[PATCH v6 00/40] arm_mpam: Add KVM/arm64 and resctrl glue code

Ben Horgan posted 40 patches 2 weeks, 5 days ago
Documentation/arch/arm64/index.rst          |    1 +
Documentation/arch/arm64/mpam.rst           |   72 +
Documentation/arch/arm64/silicon-errata.rst |    9 +
arch/arm64/Kconfig                          |    6 +-
arch/arm64/include/asm/el2_setup.h          |    3 +-
arch/arm64/include/asm/mpam.h               |   96 ++
arch/arm64/include/asm/resctrl.h            |    2 +
arch/arm64/include/asm/thread_info.h        |    3 +
arch/arm64/kernel/Makefile                  |    1 +
arch/arm64/kernel/cpufeature.c              |   21 +-
arch/arm64/kernel/mpam.c                    |   62 +
arch/arm64/kernel/process.c                 |    7 +
arch/arm64/kvm/hyp/include/hyp/switch.h     |   12 +-
arch/arm64/kvm/hyp/vhe/sysreg-sr.c          |   16 +
arch/arm64/kvm/sys_regs.c                   |    2 +
arch/arm64/tools/sysreg                     |    8 +
drivers/resctrl/Kconfig                     |    9 +-
drivers/resctrl/Makefile                    |    1 +
drivers/resctrl/mpam_devices.c              |  303 +++-
drivers/resctrl/mpam_internal.h             |  104 +-
drivers/resctrl/mpam_resctrl.c              | 1710 +++++++++++++++++++
drivers/resctrl/test_mpam_resctrl.c         |  315 ++++
include/linux/arm_mpam.h                    |   32 +
23 files changed, 2740 insertions(+), 55 deletions(-)
create mode 100644 Documentation/arch/arm64/mpam.rst
create mode 100644 arch/arm64/include/asm/mpam.h
create mode 100644 arch/arm64/include/asm/resctrl.h
create mode 100644 arch/arm64/kernel/mpam.c
create mode 100644 drivers/resctrl/mpam_resctrl.c
create mode 100644 drivers/resctrl/test_mpam_resctrl.c
[PATCH v6 00/40] arm_mpam: Add KVM/arm64 and resctrl glue code
Posted by Ben Horgan 2 weeks, 5 days ago
This version of the mpam missing pieces series sees a couple of things
dropped or hidden. Memory bandwith utilization with free-running counters
is dropped in preference of just always using 'mbm_event' mode (ABMC
emulation) which simplifies the code and allows for, in the future,
filtering by read/write traffic. So, for the interim, there is no memory
bandwidth utilization support. CDP is hidden behind config expert as
remount of resctrl fs could potentially lead to out of range PARTIDs being
used and the fix requires a change in fs/resctrl. The setting of MPAM2_EL2
(for pkvm/nvhe) is dropped as too expensive a write for not much value.

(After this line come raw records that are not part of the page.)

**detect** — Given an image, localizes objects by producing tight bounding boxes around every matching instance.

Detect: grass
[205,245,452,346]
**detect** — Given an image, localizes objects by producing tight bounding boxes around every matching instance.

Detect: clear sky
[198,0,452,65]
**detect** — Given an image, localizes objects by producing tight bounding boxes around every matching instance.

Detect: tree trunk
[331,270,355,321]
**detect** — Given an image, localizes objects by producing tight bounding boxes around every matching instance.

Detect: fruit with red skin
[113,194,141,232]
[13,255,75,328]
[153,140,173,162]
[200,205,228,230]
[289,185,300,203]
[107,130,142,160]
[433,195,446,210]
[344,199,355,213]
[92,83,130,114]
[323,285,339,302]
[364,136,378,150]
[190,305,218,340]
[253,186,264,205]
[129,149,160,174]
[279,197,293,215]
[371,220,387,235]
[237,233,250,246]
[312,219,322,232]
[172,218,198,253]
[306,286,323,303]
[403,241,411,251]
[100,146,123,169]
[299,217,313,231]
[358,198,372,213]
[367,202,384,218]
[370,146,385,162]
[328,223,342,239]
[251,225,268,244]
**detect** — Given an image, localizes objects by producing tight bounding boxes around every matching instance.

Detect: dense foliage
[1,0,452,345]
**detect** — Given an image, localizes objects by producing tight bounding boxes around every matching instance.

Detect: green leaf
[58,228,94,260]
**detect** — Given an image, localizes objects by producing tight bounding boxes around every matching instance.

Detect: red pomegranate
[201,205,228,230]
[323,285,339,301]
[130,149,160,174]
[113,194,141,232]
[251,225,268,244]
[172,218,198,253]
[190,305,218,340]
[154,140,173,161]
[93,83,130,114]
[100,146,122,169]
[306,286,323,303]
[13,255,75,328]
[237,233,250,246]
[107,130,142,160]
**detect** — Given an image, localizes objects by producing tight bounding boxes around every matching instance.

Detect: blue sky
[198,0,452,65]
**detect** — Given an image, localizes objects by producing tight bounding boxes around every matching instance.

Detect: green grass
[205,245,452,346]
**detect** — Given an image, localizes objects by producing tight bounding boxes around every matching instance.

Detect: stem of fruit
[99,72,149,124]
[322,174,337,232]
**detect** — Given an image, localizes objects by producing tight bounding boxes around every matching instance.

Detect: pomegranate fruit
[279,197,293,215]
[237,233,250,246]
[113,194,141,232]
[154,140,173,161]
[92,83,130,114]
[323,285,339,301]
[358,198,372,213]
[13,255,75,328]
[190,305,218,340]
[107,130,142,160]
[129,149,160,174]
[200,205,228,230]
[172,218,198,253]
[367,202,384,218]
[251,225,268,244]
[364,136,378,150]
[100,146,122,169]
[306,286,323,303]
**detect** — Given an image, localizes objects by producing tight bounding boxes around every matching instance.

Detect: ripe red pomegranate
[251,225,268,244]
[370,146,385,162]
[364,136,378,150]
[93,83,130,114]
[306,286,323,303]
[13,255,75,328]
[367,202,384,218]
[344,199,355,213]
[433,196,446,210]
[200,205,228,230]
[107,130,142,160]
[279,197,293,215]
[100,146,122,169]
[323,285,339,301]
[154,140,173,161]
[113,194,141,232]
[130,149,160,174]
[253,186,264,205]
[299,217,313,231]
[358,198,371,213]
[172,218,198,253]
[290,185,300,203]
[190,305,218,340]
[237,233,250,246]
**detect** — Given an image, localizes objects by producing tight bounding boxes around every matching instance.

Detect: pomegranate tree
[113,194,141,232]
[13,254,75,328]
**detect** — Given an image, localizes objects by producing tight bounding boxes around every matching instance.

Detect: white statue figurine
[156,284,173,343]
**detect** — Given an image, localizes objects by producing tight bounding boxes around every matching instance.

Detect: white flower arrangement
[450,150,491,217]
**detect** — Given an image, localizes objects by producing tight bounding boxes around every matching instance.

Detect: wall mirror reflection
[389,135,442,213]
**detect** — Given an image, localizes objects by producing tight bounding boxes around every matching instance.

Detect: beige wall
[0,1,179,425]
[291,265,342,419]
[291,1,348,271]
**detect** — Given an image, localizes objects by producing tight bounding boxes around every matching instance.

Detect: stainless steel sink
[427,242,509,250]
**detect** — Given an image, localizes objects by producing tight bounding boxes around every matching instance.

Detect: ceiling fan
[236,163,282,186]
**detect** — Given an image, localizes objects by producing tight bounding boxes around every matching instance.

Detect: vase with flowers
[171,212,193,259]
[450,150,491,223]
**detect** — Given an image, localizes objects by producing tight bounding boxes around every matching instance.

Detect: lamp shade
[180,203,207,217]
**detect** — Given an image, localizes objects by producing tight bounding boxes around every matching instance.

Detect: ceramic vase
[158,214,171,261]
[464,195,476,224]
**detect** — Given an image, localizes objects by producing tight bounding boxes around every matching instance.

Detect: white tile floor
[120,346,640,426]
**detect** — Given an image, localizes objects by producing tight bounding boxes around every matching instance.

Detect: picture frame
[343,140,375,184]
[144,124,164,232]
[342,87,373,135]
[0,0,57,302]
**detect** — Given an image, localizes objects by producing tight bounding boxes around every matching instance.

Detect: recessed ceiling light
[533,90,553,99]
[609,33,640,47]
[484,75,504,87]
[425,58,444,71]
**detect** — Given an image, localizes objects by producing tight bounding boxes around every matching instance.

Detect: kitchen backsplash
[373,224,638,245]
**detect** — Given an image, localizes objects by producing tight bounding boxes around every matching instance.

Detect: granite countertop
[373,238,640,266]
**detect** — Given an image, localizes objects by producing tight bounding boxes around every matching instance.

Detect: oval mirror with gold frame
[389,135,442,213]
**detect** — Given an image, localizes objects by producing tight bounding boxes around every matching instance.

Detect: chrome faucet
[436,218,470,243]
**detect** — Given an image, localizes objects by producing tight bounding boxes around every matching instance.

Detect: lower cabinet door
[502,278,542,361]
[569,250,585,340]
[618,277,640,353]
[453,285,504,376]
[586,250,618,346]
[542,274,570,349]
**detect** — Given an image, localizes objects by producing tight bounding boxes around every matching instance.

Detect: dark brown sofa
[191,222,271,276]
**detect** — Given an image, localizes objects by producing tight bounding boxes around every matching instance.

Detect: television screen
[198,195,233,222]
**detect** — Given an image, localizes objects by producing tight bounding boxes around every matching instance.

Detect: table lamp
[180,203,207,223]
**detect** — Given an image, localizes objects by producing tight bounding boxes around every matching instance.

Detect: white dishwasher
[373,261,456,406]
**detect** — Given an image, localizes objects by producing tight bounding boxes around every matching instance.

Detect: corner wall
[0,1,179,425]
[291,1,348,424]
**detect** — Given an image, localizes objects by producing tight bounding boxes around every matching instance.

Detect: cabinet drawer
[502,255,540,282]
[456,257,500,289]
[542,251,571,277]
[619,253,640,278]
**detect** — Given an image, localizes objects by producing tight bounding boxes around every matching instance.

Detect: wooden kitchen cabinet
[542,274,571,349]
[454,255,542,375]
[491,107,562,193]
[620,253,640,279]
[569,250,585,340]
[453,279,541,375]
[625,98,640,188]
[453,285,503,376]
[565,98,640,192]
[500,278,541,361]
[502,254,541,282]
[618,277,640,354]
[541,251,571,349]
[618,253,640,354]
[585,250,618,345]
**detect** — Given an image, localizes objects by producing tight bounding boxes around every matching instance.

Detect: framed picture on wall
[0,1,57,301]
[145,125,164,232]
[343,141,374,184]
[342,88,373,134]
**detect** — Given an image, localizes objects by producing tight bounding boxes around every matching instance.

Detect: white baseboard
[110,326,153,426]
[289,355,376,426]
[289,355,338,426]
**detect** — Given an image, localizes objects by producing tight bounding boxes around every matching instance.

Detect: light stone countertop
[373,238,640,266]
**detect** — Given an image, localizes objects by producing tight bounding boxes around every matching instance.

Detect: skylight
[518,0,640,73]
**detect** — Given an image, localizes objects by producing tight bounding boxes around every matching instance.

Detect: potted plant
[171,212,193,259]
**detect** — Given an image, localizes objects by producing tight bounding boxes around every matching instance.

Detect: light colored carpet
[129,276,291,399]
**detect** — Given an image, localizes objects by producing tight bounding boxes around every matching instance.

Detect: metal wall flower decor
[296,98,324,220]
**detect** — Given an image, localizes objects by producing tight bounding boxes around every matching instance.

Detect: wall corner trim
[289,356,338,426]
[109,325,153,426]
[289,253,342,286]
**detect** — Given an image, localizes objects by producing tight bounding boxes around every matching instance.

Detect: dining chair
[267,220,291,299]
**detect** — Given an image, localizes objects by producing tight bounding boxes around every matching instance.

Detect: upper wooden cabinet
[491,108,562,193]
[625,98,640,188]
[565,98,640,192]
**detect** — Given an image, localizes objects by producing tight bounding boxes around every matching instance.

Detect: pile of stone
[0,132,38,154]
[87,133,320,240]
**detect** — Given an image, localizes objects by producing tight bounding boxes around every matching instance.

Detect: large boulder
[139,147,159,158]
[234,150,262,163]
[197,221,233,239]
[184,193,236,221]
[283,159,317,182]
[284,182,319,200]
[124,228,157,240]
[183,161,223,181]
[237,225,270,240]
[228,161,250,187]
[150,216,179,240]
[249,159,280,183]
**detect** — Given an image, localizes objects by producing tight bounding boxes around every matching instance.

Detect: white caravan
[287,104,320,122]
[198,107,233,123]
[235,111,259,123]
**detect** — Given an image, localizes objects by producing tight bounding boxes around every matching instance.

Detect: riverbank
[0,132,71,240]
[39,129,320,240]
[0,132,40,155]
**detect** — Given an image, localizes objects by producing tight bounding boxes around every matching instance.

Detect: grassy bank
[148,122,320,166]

There are a couple of 'fixes' at the start of the series which address
problems in the base driver but are only user visible due to this series.

Changelogs in patches

Thanks for all the reviewing and testing so far. Just a bit more to get this
over the line.

There is a small build conflict with the MPAM abmc precursors series [1], which
alters some of the resctrl arch hooks. I will shortly be posting a respin
of that too.

[1] https://lore.kernel.org/lkml/20260225201905.3568624-1-ben.horgan@arm.com/

From James' cover letter:

This is the missing piece to make MPAM usable resctrl in user-space. This has
shed its debugfs code and the read/write 'event configuration' for the monitors
to make the series smaller.

This adds the arch code and KVM support first. I anticipate the whole thing
going via arm64, but if goes via tip instead, the an immutable branch with those
patches should be easy to do.

Generally the resctrl glue code works by picking what MPAM features it can expose
from the MPAM drive, then configuring the structs that back the resctrl helpers.
If your platform is sufficiently Xeon shaped, you should be able to get L2/L3 CPOR
bitmaps exposed via resctrl. CSU counters work if they are on/after the L3. MBWU
counters are considerably more hairy, and depend on hueristics around the topology,
and a bunch of stuff trying to emulate ABMC.
If it didn't pick what you wanted it to, please share the debug messages produced
when enabling dynamic debug and booting with:
| dyndbg="file mpam_resctrl.c +pl"

I've not found a platform that can test all the behaviours around the monitors,
so this is where I'd expect the most bugs.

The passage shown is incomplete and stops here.